Koons's follies of scale needn't be larger-than-life to express the theme of visionary gigantism. For instance, the choo-choo is miniaturized, but the work is still so long, that to display it properly requires an entire room. Recalling that their fortune derives from real estate, is the only key visitors need to unlock the mysteries of visionary gigantism and "get" the Broads' art.
One of the clever tricks of the museum is a glass wall that looks down into a huge storage basement below the building. You can't see the images; all you glimpse are the edges of canvases thirty, forty, fifty feet long or tall, loaded vertically in industrial-size racks, presumably waiting their turn to make it up into the galleries.
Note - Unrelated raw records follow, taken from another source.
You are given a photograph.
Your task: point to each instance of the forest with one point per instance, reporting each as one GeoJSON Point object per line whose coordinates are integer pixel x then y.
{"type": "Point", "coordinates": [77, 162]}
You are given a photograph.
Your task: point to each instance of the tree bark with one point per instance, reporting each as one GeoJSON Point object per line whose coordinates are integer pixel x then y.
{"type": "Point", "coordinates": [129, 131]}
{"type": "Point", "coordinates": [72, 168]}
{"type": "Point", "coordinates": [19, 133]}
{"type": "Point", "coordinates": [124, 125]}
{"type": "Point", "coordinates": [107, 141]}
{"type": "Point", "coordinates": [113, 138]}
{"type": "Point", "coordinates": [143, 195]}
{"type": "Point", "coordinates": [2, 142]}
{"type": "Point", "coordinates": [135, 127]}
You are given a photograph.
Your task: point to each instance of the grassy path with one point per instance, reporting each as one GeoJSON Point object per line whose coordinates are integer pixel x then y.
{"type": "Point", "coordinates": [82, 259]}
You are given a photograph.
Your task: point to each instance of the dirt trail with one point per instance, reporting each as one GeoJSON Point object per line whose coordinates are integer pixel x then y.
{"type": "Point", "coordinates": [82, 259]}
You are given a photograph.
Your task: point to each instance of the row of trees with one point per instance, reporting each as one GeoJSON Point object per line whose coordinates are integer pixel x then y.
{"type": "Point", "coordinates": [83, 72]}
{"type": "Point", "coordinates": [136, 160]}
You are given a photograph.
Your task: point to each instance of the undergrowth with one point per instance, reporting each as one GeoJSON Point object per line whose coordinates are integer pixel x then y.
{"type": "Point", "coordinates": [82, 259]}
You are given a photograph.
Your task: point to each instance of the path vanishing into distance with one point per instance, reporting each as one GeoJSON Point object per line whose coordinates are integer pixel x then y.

You ain't seen nothin' yet!
Another whimsy which takes up an entire room seems simplicity itself, in everything except scale. It's an immersive cyclorama by Lara Walker, made of a series of silhouettes, of rural vignettes making fun of (?)/deconstructing (?) black life in the Old South. The content is engaging enough, but might it not be even more engaging in eight-by-ten paper prints hanging on somebody's powder-room wall?

For Broad visitors, the logic circle of visionary gigantism inevitably closes. We take away that the Broads had to make billions selling McMansions in order to buy the biggest, most expensive art of their time, in order to build a big expensive museum, in order to show off that they spent their billions buying big expensive art. The Broad is big because it is expensive and expensive because it is big. If the collection is priceless, is it because nobody else could buy art so big that it needs its own real estate? In fact, would the artists have made art like this at all, and priced it so high, if Broad weren't there to buy it? Visionary gigantism is its own content, and its own reward.